One last advice still: When you use the BMP180, remember it needs 3.3 Volt. 5 Volt will kill it. Using it on the I2C from a 5 Volt microcontroller shouldnot cause a problem though. Various break outboards actually do have a 3.3 Voltage regulator on it.
Warning 1: There are quite some 'fishhooks' in the above program and sadly instructables (and other websites) have a tendency to sometimes see those as html code. I have checked thoroughly if the code is OK and I think it is. However, it is best to check the code that I will link to in my next step.

Warning 2: When I wanted to display the values found by the BMP180, I initially grabbed a two wire LCD interface that I had build with a 164 Shift Register as I had that available. I subsequently tried to figure out for several hours why I wasnt getting any decent read out. In fact, the read out didnt change wether I connected the BMP180 or not. After many many trials I started to suspect my display interface and decided to hook up an I2C LCD. That worked like a charm. The LiquidCrystal_I2C from Francisco Malpertida doesn't work on the Attiny85. I used the classic LiquidCrystal_I2C that is adapted by Bro Hogan to work on the Attiny85 as well. He did that by changing the line:

#include <Wire.h> into #if defined(__AVR_ATtiny85__) || (__AVR_ATtiny2313__) #include "TinyWireM.h"

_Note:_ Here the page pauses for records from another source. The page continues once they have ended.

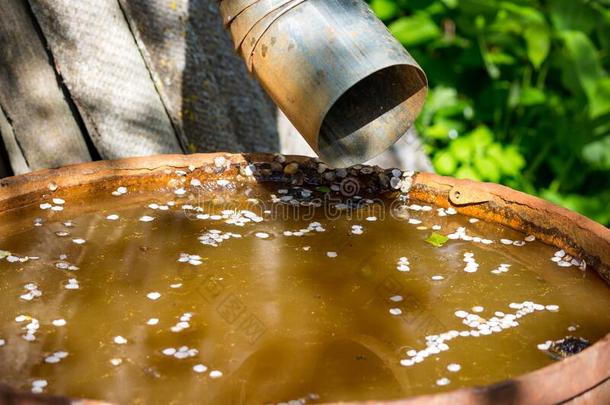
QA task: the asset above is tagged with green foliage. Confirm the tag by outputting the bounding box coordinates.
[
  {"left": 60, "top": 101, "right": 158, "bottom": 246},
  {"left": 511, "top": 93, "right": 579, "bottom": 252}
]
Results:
[{"left": 369, "top": 0, "right": 610, "bottom": 225}]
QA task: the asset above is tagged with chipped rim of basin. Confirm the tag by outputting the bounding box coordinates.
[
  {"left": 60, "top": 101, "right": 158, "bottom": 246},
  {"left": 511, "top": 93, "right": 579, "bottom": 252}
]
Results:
[{"left": 0, "top": 153, "right": 610, "bottom": 405}]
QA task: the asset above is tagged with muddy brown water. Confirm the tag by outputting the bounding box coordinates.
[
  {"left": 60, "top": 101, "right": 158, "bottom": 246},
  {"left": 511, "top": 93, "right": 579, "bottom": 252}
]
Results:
[{"left": 0, "top": 181, "right": 610, "bottom": 404}]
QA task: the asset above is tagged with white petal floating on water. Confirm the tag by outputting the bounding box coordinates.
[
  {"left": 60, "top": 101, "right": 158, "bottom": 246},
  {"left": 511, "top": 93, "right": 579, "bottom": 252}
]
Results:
[
  {"left": 113, "top": 336, "right": 127, "bottom": 345},
  {"left": 193, "top": 364, "right": 208, "bottom": 374},
  {"left": 436, "top": 377, "right": 451, "bottom": 387},
  {"left": 146, "top": 291, "right": 161, "bottom": 301},
  {"left": 110, "top": 359, "right": 123, "bottom": 367}
]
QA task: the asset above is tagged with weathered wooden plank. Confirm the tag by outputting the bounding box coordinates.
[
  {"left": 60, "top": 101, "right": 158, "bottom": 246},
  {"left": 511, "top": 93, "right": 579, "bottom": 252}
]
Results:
[
  {"left": 30, "top": 0, "right": 182, "bottom": 159},
  {"left": 0, "top": 0, "right": 91, "bottom": 174},
  {"left": 119, "top": 0, "right": 278, "bottom": 152}
]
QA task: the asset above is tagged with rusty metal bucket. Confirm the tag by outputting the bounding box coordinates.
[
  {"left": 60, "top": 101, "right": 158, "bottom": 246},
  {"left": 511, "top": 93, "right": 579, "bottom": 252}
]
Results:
[{"left": 220, "top": 0, "right": 427, "bottom": 166}]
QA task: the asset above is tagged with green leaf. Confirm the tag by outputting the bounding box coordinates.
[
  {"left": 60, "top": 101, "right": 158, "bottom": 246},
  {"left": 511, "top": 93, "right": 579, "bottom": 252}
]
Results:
[
  {"left": 523, "top": 24, "right": 551, "bottom": 69},
  {"left": 519, "top": 87, "right": 546, "bottom": 107},
  {"left": 589, "top": 77, "right": 610, "bottom": 118},
  {"left": 582, "top": 136, "right": 610, "bottom": 170},
  {"left": 474, "top": 156, "right": 501, "bottom": 183},
  {"left": 549, "top": 0, "right": 597, "bottom": 34},
  {"left": 371, "top": 0, "right": 399, "bottom": 21},
  {"left": 426, "top": 232, "right": 449, "bottom": 247},
  {"left": 388, "top": 14, "right": 441, "bottom": 47},
  {"left": 455, "top": 166, "right": 482, "bottom": 181},
  {"left": 561, "top": 31, "right": 604, "bottom": 100}
]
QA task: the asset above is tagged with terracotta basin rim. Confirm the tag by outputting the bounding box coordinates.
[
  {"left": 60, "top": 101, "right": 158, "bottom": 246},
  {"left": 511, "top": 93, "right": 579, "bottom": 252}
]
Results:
[{"left": 0, "top": 153, "right": 610, "bottom": 405}]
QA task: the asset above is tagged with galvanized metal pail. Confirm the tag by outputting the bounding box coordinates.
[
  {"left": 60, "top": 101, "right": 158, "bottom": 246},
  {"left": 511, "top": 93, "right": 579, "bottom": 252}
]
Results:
[{"left": 220, "top": 0, "right": 427, "bottom": 166}]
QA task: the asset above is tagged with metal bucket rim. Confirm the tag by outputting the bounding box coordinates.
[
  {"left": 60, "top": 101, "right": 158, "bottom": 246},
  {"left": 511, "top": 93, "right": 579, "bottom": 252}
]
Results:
[{"left": 306, "top": 63, "right": 428, "bottom": 156}]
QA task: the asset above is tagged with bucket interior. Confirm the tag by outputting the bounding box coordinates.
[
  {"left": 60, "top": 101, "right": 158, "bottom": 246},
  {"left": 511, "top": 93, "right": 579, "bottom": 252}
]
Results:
[{"left": 318, "top": 65, "right": 427, "bottom": 167}]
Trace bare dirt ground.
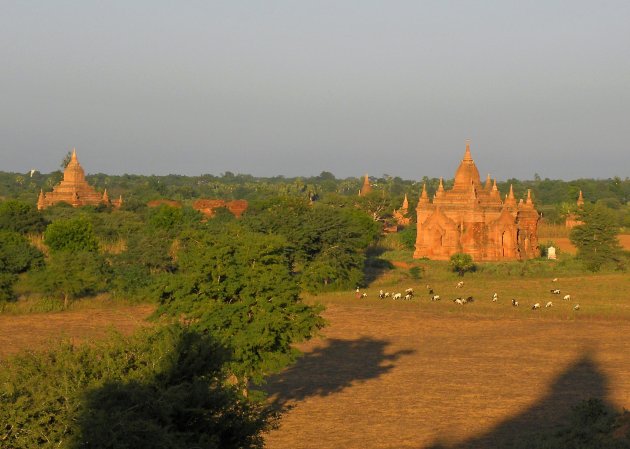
[0,305,154,358]
[266,295,630,449]
[0,274,630,449]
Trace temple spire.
[464,140,472,161]
[359,173,372,196]
[37,189,46,210]
[577,190,584,207]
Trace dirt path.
[266,305,630,449]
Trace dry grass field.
[0,304,154,358]
[0,267,630,449]
[266,274,630,449]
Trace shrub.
[0,325,272,449]
[449,253,477,276]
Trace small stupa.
[37,148,122,210]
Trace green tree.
[569,204,623,272]
[44,217,98,252]
[31,251,110,309]
[0,325,273,449]
[0,231,44,302]
[0,200,46,234]
[157,225,323,388]
[449,253,477,276]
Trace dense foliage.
[0,231,44,302]
[0,325,272,449]
[571,204,623,271]
[449,253,476,276]
[153,226,323,387]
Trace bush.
[0,325,272,449]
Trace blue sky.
[0,0,630,179]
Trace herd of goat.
[366,278,580,310]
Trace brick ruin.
[37,149,122,210]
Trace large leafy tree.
[0,231,44,302]
[245,199,379,292]
[570,204,622,272]
[31,251,110,308]
[158,224,323,388]
[0,325,272,449]
[44,217,98,252]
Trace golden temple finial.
[464,139,472,161]
[577,190,584,207]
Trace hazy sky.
[0,0,630,179]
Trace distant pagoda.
[37,149,122,210]
[359,173,372,196]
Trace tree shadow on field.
[265,337,415,408]
[425,352,614,449]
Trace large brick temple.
[413,143,539,261]
[37,149,122,210]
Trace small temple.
[413,142,539,261]
[392,193,411,227]
[359,173,372,196]
[37,149,122,210]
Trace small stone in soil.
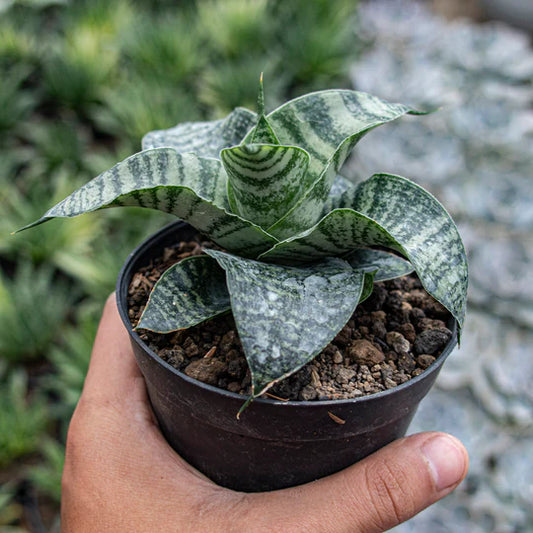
[128,241,451,401]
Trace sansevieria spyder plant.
[20,80,468,404]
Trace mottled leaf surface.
[322,174,356,217]
[252,90,419,239]
[19,148,276,257]
[260,174,468,326]
[142,107,257,158]
[137,255,230,333]
[206,250,365,396]
[344,248,415,281]
[220,144,309,228]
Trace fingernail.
[422,435,466,492]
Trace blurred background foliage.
[0,0,533,533]
[0,0,360,533]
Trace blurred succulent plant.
[21,80,468,397]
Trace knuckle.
[365,460,416,529]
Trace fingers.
[247,433,468,533]
[83,293,145,405]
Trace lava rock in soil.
[128,240,452,401]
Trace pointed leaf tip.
[206,250,365,397]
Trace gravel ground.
[349,0,533,533]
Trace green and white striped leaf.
[142,107,257,158]
[206,250,365,397]
[220,144,309,228]
[247,90,420,239]
[260,174,468,326]
[344,248,415,281]
[19,148,277,257]
[321,174,356,218]
[136,255,230,333]
[249,115,279,144]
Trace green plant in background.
[0,483,25,533]
[0,0,364,529]
[0,263,74,364]
[0,65,36,138]
[0,365,49,467]
[44,305,96,418]
[22,86,468,406]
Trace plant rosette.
[20,85,468,491]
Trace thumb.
[247,433,468,533]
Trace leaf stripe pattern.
[344,248,414,282]
[260,91,419,239]
[142,107,257,158]
[220,144,309,228]
[19,148,277,257]
[260,174,468,326]
[206,250,365,397]
[136,255,230,333]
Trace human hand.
[61,296,468,533]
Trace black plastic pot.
[117,222,457,492]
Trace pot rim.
[115,220,457,407]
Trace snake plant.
[20,84,468,397]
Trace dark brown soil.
[128,241,452,400]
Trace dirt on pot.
[128,240,452,401]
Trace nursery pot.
[117,222,457,492]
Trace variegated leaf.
[136,255,230,333]
[256,90,420,239]
[206,250,365,397]
[19,148,277,257]
[249,115,279,144]
[260,174,468,326]
[220,144,309,228]
[142,107,257,158]
[344,248,415,281]
[321,174,356,218]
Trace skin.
[61,296,468,533]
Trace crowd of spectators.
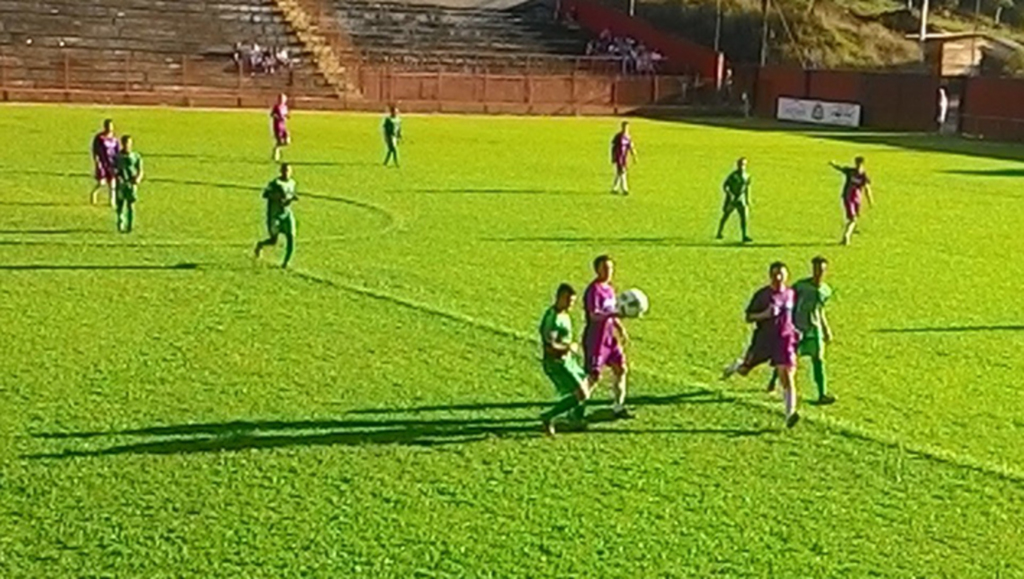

// include this if ATtiny85 or ATtiny2313

#else

#include <Wire.h> // original lib include #endif

Step 1: Now We Have the BMP180, Let's Add a DHT11

Once we have that of course we need to do something practical with that.
as we used only 2 pins both for the BMP180 and the LCD (after all it is I2C) there are plenty of pins left on the Attiny85.
So let's add a DHT11 on pin PB1.

normally I would publish the code here but there are just too many "fishhooks" in the code and that is too much of a gamble, so I have added it as a file.
The connections to the Attiny are as follows:
BMP180 and LCD:
SDA=physical pin 5
SCL=physical pin 7

DHT11 to PB1=physical pin 6
The picture shows a 3 legged DHT11 breakoutboard that can be used as is. If you happen to have a bare 4 legged DHT11 you need a 10k pull up between S and +

When u use the Bro Hogan library, make sure that when you compile the code, that the compiler picks is the right library as the Bro Hogan library has the same name as the satndard library

If you so wish you could leave out the display and add the BMP180 to my Mini weather station.